More details about the problem

No trailing slash allowed in the value of the Origin header

According to the CORS protocol (specified in the Fetch standard), browsers never set the Origin request header to a value with a trailing slash. Therefore, if a page at https://googledocs-clone-sbayrak.netlify.app/whatever issues a cross-origin request, that request’s Origin header will contain

https://googledocs-clone-sbayrak.netlify.app

without any trailing slash.

Byte-by-byte comparison on the server side

You’re using Socket.IO, which relies on the Node.js cors package.

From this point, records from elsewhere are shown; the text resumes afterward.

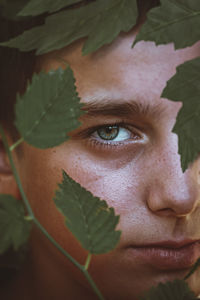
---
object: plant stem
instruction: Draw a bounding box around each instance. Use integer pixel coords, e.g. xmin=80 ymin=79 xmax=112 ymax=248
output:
xmin=0 ymin=124 xmax=104 ymax=300
xmin=84 ymin=253 xmax=92 ymax=270
xmin=10 ymin=138 xmax=24 ymax=151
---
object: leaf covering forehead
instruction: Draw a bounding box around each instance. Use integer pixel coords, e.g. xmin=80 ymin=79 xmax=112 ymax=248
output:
xmin=2 ymin=0 xmax=138 ymax=54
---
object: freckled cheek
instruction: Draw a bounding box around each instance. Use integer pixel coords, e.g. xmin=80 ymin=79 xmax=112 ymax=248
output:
xmin=62 ymin=149 xmax=144 ymax=213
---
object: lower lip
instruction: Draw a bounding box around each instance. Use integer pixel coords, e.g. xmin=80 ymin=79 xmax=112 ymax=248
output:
xmin=127 ymin=242 xmax=200 ymax=270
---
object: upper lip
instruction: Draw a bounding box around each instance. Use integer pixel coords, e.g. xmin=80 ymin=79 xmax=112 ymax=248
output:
xmin=133 ymin=239 xmax=200 ymax=249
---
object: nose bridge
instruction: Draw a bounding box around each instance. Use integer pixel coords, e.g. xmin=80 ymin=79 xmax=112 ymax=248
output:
xmin=148 ymin=133 xmax=198 ymax=215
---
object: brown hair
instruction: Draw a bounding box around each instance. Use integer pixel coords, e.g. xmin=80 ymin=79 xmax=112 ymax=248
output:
xmin=0 ymin=0 xmax=159 ymax=132
xmin=0 ymin=0 xmax=159 ymax=286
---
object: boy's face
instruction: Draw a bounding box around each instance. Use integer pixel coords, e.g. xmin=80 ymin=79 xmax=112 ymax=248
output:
xmin=16 ymin=28 xmax=200 ymax=300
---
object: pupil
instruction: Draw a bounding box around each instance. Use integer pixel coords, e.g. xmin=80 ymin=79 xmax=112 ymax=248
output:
xmin=97 ymin=126 xmax=119 ymax=140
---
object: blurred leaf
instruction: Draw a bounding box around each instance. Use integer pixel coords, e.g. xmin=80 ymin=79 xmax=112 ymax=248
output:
xmin=16 ymin=67 xmax=83 ymax=149
xmin=0 ymin=195 xmax=31 ymax=254
xmin=162 ymin=57 xmax=200 ymax=171
xmin=133 ymin=0 xmax=200 ymax=49
xmin=140 ymin=280 xmax=195 ymax=300
xmin=0 ymin=0 xmax=28 ymax=20
xmin=1 ymin=0 xmax=138 ymax=54
xmin=18 ymin=0 xmax=81 ymax=16
xmin=54 ymin=171 xmax=121 ymax=254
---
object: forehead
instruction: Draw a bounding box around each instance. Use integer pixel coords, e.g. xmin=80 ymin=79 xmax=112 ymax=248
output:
xmin=40 ymin=31 xmax=200 ymax=110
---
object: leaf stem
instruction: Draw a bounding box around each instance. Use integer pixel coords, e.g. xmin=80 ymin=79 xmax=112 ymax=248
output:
xmin=9 ymin=138 xmax=24 ymax=151
xmin=0 ymin=124 xmax=104 ymax=300
xmin=84 ymin=253 xmax=92 ymax=270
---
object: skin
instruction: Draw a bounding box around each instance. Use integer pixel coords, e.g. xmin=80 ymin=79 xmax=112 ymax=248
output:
xmin=2 ymin=29 xmax=200 ymax=300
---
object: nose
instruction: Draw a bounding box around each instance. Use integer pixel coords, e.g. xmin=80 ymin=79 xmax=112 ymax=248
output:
xmin=146 ymin=133 xmax=200 ymax=217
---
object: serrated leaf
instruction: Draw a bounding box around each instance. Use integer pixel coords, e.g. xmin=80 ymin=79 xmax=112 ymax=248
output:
xmin=15 ymin=67 xmax=83 ymax=149
xmin=133 ymin=0 xmax=200 ymax=49
xmin=0 ymin=195 xmax=31 ymax=254
xmin=162 ymin=57 xmax=200 ymax=171
xmin=19 ymin=0 xmax=81 ymax=16
xmin=140 ymin=279 xmax=195 ymax=300
xmin=1 ymin=0 xmax=138 ymax=54
xmin=54 ymin=171 xmax=121 ymax=254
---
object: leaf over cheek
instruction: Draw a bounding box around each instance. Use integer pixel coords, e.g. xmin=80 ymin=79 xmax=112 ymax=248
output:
xmin=54 ymin=171 xmax=121 ymax=254
xmin=140 ymin=279 xmax=195 ymax=300
xmin=15 ymin=67 xmax=83 ymax=149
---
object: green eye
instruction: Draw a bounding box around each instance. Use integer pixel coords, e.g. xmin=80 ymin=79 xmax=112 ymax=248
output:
xmin=97 ymin=125 xmax=119 ymax=141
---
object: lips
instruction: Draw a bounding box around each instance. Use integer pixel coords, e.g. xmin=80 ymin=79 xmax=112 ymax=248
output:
xmin=126 ymin=240 xmax=200 ymax=270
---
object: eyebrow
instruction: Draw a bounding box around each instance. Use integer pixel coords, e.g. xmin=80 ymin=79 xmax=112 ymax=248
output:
xmin=82 ymin=98 xmax=165 ymax=119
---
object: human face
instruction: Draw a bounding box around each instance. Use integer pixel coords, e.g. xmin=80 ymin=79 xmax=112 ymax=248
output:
xmin=16 ymin=28 xmax=200 ymax=300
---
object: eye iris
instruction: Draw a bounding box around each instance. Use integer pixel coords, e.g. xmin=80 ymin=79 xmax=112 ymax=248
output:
xmin=97 ymin=126 xmax=119 ymax=141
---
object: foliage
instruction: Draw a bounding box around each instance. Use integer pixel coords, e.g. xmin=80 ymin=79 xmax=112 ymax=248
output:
xmin=16 ymin=67 xmax=83 ymax=149
xmin=2 ymin=0 xmax=137 ymax=54
xmin=140 ymin=280 xmax=195 ymax=300
xmin=0 ymin=0 xmax=27 ymax=20
xmin=134 ymin=0 xmax=200 ymax=49
xmin=54 ymin=171 xmax=120 ymax=254
xmin=19 ymin=0 xmax=81 ymax=16
xmin=0 ymin=194 xmax=31 ymax=254
xmin=0 ymin=0 xmax=200 ymax=300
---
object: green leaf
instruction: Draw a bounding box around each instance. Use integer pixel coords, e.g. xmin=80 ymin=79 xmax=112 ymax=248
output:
xmin=140 ymin=279 xmax=195 ymax=300
xmin=54 ymin=171 xmax=121 ymax=254
xmin=0 ymin=0 xmax=27 ymax=20
xmin=1 ymin=0 xmax=138 ymax=54
xmin=133 ymin=0 xmax=200 ymax=49
xmin=162 ymin=57 xmax=200 ymax=171
xmin=18 ymin=0 xmax=81 ymax=16
xmin=184 ymin=258 xmax=200 ymax=280
xmin=0 ymin=195 xmax=31 ymax=254
xmin=15 ymin=67 xmax=83 ymax=149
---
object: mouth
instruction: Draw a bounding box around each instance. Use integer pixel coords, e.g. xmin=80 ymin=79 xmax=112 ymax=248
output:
xmin=126 ymin=240 xmax=200 ymax=270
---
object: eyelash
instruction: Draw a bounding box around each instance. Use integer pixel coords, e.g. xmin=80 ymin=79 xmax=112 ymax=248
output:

That package won’t set any Access-Control-Allow-Origin in the response if the request’s origin doesn’t exactly match your CORS configuration’s origin value (https://googledocs-clone-sbayrak.netlify.app/).

Putting it all together

Obviously,

'https://googledocs-clone-sbayrak.netlify.app' ===
    'https://googledocs-clone-sbayrak.netlify.app/'

evaluates to false, which causes the cors package not to set any Access-Control-Allow-Origin header in the response, which causes the CORS check to fail in your browser, hence the CORS error you observed.

Example from the Fetch Standard

Section 3.2.5 of the Fetch Standard even provides an enlightening example of this mistake,

Access-Control-Allow-Origin: https://rabbit.invalid/

and explains why it causes the CORS check to fail:

A serialized origin has no trailing slash.